As a rule, people learn to deal with frustrations and stressful events as they grow up and become adults; from the youngest age, children have to deal with their emotional development, their socialization process , and the formation of their identity and self-esteem.

In this way, one learns that one doesn’t always get what one wants, that I can’t always do what I like, that I have to share affections, spaces and objects, that I have to make an effort to achieve what I want, that I have to trust myself to believe that I can achieve my objectives, and progressively assume that I have to comply with a series of rules that are mostly imposed, but that I finally understand as necessary to obtain a certain harmony when I live with other individuals.
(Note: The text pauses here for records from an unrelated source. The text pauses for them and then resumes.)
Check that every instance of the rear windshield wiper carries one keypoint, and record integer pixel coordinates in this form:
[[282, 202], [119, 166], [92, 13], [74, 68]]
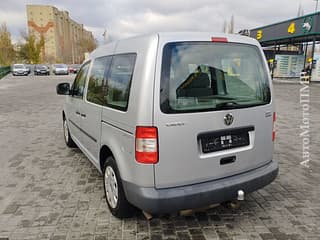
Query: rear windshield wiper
[[227, 105], [234, 105]]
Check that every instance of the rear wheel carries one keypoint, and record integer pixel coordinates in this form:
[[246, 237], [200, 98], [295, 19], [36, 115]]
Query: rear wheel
[[67, 137], [114, 193]]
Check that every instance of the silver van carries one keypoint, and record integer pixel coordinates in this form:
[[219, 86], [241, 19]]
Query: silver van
[[174, 120]]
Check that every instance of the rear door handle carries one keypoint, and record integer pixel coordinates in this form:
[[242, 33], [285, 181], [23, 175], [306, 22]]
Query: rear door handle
[[227, 160]]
Tools to overcome the demands of daily life

However, obstacles do not end up appearing when we learn to avoid them, nor do frustrations subside when we learn to tolerate them; in fact, adult life is often a strenuous journey in which stressful life events often occur and not a few situations where our goals are endangered or not reached.
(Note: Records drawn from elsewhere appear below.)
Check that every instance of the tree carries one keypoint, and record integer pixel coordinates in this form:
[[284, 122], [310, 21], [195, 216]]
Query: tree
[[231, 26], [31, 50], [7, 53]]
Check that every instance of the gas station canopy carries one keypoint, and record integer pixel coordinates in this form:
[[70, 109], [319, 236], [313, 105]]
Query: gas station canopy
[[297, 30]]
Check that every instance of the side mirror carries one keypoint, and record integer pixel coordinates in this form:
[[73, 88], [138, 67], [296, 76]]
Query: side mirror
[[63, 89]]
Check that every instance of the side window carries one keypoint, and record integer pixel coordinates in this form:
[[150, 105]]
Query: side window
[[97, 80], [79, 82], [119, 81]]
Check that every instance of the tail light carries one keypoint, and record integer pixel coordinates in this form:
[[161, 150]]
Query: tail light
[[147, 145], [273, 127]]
If the evolutionary development at a social-emotional level has facilitated the acquisition of tools to cope with stressful situations and to tolerate frustration (loss of employment, break-up of a partner, suffering from a serious illness, traffic accident, loss of a loved one, difficulty in reconciling personal, work and family life, failure to meet life expectations, difficulty in adapting to new situations…), people tend to keep pace and keep moving forward, even if they sometimes need professional help on an ad hoc basis.

But if, on the other hand, these tools were not acquired at the time, then there will be no capacity to tolerate frustration successfully, nor will there be any ability to manage emotions, so that the first major obstacle that arises is very likely to be anxiety, and if it is not properly controlled, a pattern of avoidance or paralysis that will lead irremediably to the suffering of a psychological disorder .
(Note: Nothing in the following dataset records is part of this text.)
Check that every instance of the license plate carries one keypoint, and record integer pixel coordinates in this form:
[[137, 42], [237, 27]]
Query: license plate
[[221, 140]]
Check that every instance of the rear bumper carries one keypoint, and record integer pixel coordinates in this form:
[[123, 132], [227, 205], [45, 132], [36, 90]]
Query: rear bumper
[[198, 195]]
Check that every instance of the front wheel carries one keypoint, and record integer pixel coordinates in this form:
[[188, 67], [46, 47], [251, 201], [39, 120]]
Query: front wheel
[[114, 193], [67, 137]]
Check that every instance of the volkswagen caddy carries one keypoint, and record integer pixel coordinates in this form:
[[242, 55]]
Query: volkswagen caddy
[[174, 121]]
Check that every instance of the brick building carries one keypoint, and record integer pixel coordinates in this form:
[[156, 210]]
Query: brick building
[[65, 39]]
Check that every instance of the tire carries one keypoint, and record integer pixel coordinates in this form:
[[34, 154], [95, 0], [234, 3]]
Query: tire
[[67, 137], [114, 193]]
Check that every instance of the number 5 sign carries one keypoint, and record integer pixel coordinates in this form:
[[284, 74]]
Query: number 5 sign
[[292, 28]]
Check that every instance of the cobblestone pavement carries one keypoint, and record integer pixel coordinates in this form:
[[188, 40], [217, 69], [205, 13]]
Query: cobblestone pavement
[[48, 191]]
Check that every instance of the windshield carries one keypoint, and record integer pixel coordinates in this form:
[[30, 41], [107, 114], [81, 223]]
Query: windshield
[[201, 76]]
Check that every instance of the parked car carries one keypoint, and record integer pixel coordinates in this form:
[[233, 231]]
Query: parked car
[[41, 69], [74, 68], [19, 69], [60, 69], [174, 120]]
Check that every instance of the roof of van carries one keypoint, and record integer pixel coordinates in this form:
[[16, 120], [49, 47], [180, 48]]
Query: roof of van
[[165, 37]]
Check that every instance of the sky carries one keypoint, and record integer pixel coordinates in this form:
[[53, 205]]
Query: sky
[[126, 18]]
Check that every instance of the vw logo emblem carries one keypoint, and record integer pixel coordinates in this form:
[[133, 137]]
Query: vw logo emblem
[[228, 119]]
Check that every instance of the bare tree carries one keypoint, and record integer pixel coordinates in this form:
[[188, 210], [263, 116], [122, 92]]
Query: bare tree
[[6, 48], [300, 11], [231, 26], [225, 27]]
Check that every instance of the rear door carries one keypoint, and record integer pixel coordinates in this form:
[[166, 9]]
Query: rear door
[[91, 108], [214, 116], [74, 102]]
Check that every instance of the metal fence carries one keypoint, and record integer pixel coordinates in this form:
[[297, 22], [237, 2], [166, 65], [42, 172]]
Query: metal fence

Treating the problems of somatization is difficult because, as we already pointed out, many of the people who suffer from it believe that their symptoms, being physical, must have a physical cause .

Other individuals are reluctant to let a psychology professional intervene, and end up being chronic users of anxiolytics and antidepressants, or going to pain units relatively often; but the truth is that their problems do not improve, although pharmacology relieves them in the short term.

It is clear that psychotherapy is the most useful alternative, perhaps complemented by a pharmacological treatment that acts on the physical symptoms, since it allows the person to understand what and why his somatic discomforts occur in the absence of an organic origin.

Working on the cause of anxiety, on the cognitive patterns that are involved in the perception of stressful situations, facilitating coping strategies, relaxation techniques, skills to manage emotions more effectively, promoting positive self-esteem… Of course, it takes more effort and time for those who suffer from somatization, but what doubt can be had that it is more effective to influence what generates the physical symptoms than simply to act on them indefinitely as a short-term relief, and that never ends up solving the real problem.